19 July 2012
Australia facing engineering shortage
Addressing the shortage of engineering skills in Australia will require targeted policies from the government to attract new engineers and retain existing engineers, according to a new report.
The Senate Education, Employment and Workplace Relations Committee was commissioned by the Senate in November 2011 to look at the problem of the engineering skills shortage in Australia. Its report, The Shortage of Engineering and Related Employment Skills, sets out 12 recommendations to the Australian government on the implications of the crisis and how to tackle it.
Whilst no measures refer specifically to chemical engineering, Skills Australia forecasts that 37,000 additional professional and management engineers will be needed by 2016. The actual figure is likely to be much higher because those figures don't take into account large infrastructure, defence and mining projects scheduled for the next few year, nor do they consider the number of replacing those engineers approaching retirement.
The committee blamed a gradual cutback in government-run training schemes and the failure of the private sector to fill the gap. Engineering in Australia has a problem not only with a skills gap in the existing workforce, but with difficulties in recruiting candidates for specific vacancies too. The proportion of vacancies filled in 2011 was only 41% and companies are increasingly turning to recruiting from overseas on temporary visas. Engineering graduates are in high demand from other sectors, and are lured away by high salaries. There is also a shortage of women in the sector.
The 12 recommendations include seeking the advice of Australia’s chief scientist on how to develop science, technology, engineering and maths (STEM) courses, and promote STEM throughout the states. The government should consult with the Australian Workforce and Productivity Agency to work out why so many people leave the profession after training. It should work with industry to ensure university courses are suitable and extend supported places for domestic students. The government should look at ways to encourage employers to offer both work experience and graduate training programmes, and encourage older engineers and women to remain in, or return to the workforce. Interestingly, it also suggested creating senior technical engineering roles in the Australian public service. This would mean highly qualified engineers could continue to progress in their careers, and ensure the government had the appropriate advice when purchasing engineering infrastructure.
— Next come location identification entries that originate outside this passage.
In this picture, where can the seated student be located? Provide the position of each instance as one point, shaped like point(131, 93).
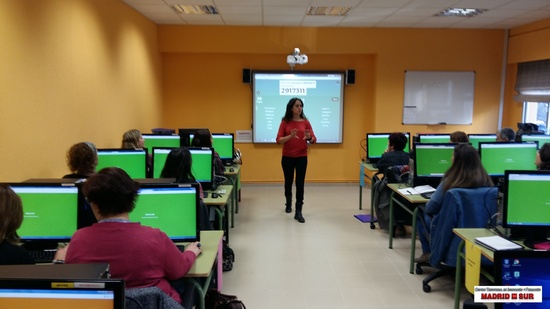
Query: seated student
point(203, 138)
point(506, 135)
point(132, 139)
point(11, 217)
point(459, 137)
point(542, 160)
point(178, 165)
point(81, 160)
point(141, 255)
point(394, 154)
point(466, 171)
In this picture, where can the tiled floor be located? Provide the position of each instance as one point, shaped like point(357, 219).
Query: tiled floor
point(331, 261)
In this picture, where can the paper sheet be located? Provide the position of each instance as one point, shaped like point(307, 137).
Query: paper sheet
point(473, 264)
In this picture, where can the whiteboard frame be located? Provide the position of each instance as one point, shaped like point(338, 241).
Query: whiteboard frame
point(438, 97)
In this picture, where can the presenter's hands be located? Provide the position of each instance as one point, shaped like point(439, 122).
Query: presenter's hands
point(61, 253)
point(194, 247)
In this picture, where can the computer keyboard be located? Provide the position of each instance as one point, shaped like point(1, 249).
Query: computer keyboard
point(43, 255)
point(427, 195)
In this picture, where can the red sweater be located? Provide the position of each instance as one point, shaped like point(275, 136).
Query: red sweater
point(141, 255)
point(295, 147)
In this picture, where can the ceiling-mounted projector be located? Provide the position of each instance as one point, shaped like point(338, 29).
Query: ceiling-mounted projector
point(296, 58)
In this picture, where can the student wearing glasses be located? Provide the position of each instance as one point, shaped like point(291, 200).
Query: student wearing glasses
point(141, 255)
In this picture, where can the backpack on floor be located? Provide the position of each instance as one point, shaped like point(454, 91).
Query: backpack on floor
point(228, 256)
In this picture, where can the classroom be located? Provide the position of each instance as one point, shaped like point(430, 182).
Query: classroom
point(89, 70)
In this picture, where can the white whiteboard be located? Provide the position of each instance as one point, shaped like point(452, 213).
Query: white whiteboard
point(438, 97)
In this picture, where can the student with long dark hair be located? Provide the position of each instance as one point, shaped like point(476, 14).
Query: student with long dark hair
point(178, 165)
point(11, 218)
point(141, 255)
point(295, 132)
point(466, 171)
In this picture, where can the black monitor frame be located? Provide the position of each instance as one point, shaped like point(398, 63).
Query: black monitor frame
point(226, 160)
point(373, 159)
point(530, 231)
point(420, 135)
point(40, 242)
point(428, 180)
point(138, 150)
point(117, 286)
point(185, 135)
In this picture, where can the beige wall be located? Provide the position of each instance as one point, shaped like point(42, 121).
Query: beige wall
point(72, 71)
point(91, 69)
point(203, 83)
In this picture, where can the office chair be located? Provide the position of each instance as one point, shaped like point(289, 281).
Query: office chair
point(462, 208)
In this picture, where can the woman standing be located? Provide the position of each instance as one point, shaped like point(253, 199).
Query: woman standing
point(294, 133)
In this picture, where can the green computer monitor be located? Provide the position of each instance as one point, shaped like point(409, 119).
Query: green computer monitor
point(161, 140)
point(223, 144)
point(49, 211)
point(540, 138)
point(377, 143)
point(498, 157)
point(475, 139)
point(434, 138)
point(174, 209)
point(132, 161)
point(431, 162)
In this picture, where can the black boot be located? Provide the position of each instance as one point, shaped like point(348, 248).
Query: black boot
point(288, 204)
point(298, 214)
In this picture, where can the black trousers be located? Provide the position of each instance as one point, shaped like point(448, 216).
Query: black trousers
point(291, 165)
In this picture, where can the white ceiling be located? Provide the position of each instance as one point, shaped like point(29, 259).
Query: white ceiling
point(501, 14)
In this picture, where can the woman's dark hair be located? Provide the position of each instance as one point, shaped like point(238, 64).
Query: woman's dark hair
point(459, 137)
point(178, 165)
point(544, 154)
point(82, 158)
point(112, 190)
point(202, 138)
point(289, 105)
point(466, 171)
point(11, 214)
point(398, 140)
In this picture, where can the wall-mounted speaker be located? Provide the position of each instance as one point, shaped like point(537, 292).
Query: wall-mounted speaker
point(350, 77)
point(246, 76)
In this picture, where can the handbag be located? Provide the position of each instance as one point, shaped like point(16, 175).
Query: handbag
point(217, 300)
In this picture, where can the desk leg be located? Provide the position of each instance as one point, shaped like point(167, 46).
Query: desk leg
point(361, 184)
point(413, 240)
point(392, 220)
point(458, 274)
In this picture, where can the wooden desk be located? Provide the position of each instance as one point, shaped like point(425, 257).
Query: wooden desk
point(415, 200)
point(204, 266)
point(469, 236)
point(366, 173)
point(222, 203)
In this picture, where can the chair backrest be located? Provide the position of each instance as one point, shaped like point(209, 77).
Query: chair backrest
point(462, 208)
point(149, 298)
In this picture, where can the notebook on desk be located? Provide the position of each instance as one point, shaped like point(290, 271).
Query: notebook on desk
point(523, 268)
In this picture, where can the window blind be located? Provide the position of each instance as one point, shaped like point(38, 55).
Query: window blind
point(533, 81)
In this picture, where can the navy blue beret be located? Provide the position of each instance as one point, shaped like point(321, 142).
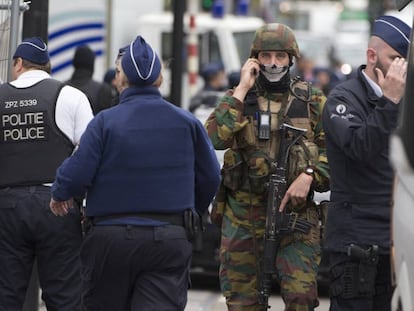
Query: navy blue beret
point(394, 32)
point(140, 63)
point(34, 50)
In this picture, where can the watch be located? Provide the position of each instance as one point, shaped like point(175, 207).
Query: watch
point(310, 171)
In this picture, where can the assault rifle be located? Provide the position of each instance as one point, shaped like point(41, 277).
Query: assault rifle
point(278, 223)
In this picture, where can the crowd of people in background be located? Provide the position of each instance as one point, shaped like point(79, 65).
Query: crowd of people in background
point(137, 257)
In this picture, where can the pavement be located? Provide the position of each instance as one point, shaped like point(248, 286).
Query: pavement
point(207, 300)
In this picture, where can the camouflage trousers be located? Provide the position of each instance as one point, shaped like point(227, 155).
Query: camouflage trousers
point(297, 263)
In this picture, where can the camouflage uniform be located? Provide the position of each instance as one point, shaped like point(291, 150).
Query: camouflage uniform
point(242, 198)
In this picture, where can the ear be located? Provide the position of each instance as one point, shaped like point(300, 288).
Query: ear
point(371, 55)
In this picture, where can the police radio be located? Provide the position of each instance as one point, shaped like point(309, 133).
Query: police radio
point(264, 125)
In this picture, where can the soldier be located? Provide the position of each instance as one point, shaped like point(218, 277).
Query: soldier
point(359, 117)
point(246, 122)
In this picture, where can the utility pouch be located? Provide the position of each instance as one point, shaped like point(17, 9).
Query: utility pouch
point(218, 205)
point(357, 279)
point(193, 224)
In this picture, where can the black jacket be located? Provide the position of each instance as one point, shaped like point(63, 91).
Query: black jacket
point(357, 126)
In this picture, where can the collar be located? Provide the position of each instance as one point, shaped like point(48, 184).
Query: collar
point(29, 78)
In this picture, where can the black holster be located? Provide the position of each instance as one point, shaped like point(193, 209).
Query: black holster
point(193, 225)
point(356, 278)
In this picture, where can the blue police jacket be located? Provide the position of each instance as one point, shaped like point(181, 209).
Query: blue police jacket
point(143, 156)
point(358, 124)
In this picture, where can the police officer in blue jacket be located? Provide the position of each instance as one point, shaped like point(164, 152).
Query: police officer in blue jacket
point(143, 165)
point(359, 117)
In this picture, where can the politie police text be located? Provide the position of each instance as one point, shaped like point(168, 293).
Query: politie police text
point(20, 103)
point(23, 126)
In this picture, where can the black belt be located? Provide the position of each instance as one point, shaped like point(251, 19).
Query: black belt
point(174, 219)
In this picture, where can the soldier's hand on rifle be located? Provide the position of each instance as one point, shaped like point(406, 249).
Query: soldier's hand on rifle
point(297, 192)
point(248, 75)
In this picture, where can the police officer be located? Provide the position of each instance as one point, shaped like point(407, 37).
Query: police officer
point(41, 123)
point(359, 117)
point(247, 122)
point(148, 168)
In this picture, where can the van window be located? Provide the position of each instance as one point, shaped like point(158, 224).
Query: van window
point(243, 43)
point(406, 127)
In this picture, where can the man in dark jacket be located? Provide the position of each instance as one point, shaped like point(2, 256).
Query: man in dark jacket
point(359, 116)
point(144, 164)
point(98, 93)
point(42, 122)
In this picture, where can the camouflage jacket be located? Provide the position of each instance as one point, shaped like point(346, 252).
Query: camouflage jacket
point(230, 127)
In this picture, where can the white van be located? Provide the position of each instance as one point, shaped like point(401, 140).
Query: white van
point(226, 39)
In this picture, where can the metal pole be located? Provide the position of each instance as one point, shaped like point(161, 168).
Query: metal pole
point(177, 64)
point(192, 49)
point(14, 29)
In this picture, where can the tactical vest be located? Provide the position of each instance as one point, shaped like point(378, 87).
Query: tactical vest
point(249, 162)
point(31, 144)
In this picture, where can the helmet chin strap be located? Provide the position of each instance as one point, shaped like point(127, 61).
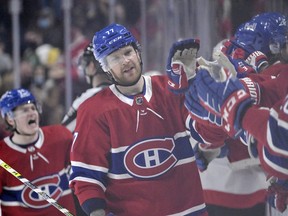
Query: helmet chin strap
point(18, 132)
point(121, 84)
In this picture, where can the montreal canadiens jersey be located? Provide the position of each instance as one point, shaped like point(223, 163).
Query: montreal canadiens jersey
point(69, 119)
point(270, 129)
point(46, 165)
point(136, 153)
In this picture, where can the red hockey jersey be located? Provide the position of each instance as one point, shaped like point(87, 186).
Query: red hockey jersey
point(136, 153)
point(46, 165)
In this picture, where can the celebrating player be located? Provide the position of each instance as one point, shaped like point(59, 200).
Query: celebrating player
point(39, 154)
point(95, 77)
point(132, 153)
point(270, 89)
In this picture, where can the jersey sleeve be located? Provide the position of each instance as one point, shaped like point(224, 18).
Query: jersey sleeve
point(89, 159)
point(271, 132)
IChemE Communications manager Matt Stalker says: “The situation in Australia largely mirrors that of UK chemical engineering a decade ago. That skills shortage has now largely been solved, particularly with regard to the number of students studying chemical engineering at university but it needed industry, academia and IChemE to come together and develop a clear plan. Only by raising public awareness of the career opportunities available to engineering graduates and the key role they play in society will this problem be solved. There is no quick fix.”